If you want to give an overview of West and how, you know, your view on the world today.
Great, Paul. Thank you for hosting us today. We're looking forward to the conversation with Bernard and Quintin. Actually, 24 hours ago, we had a very special event that we participated in opening up the New York Stock Exchange. It's great recognition of 100 years for West, which started in 1923 by a gentleman named Herman O. West. We had a great opportunity with about 100+ of our colleagues around the world and different plants come join us in New York on that special occasion. It was interesting to kind of reflect back a little bit where we came from and where we are, but more importantly, where we're going. The portfolio itself is very robust.
You think about our global leadership in primary containment and devices for injectable medicines. It continues to prove out the High-Value Product thesis that we've been driving, which has given us accelerated growth and also margin expansion through a mix shift effect. We're extremely pleased on how we are continues to do really well in biologics, which you think about it, about four or five years ago, that was roughly around 20% of our overall sales. Now it's over 40% of our sales, growing very strong double- digits. In the generics, we continue to gain market share in that space. As you know, Paul, we started this journey a few years ago with a lower market share in that particular space.
By applying the value proposition market-led approach, we're able to gain more traction and gain more share, a meaningful share in that particular space. In the pharma, the small molecule space, we continue to have a very strong position in that area. Very confident of where we are, but also where we're going. We have, it's great to be able to reflect on what we have accomplished, but more importantly, where we're going. For those that have not visited our sites, next time there is a roadshow, I'd encourage you to sign up, because it's a great way to get an understanding of what we do at West each and every day. How we produce 47 billion components each day, and each one has a patient name on it.

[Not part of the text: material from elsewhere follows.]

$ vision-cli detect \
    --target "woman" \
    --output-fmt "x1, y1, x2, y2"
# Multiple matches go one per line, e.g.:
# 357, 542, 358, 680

That's, that's our focus, that's our purpose, and we're continuing to deliver and execute on the plan we have in front of us.
Eric, you know, I know you've, I don't know if you call it Six Sigma actually there, but I know you're a student of it. Are you done with where in your, you know, your, I guess, implementation of Six Sigma within West?
No, I wouldn't say Paul, I wouldn't say we're done. And you're right. There's part of the DNA of West really is around how do we drive more efficiency, more productivity, not just in a manufacturing environment, but everything we do, all touch points we have-
Yeah.
in our organization. What we call is One West. It's one of our core values here at West. We think about three core values: passion for customers, leadership and quality, and One West team. What that One West team has done for us is allow us to globalize our organization and better align with our customers who are global. They require consistent service and products and service at quality levels across the globe. This model of One West and leveraging the West Business System has given us that platform to continue to accelerate. Paul, I would say there's much more we can do, and we have significant, well, we have several initiatives in place to allow us to execute around that One West. One area I'm actually quite excited about is around automation.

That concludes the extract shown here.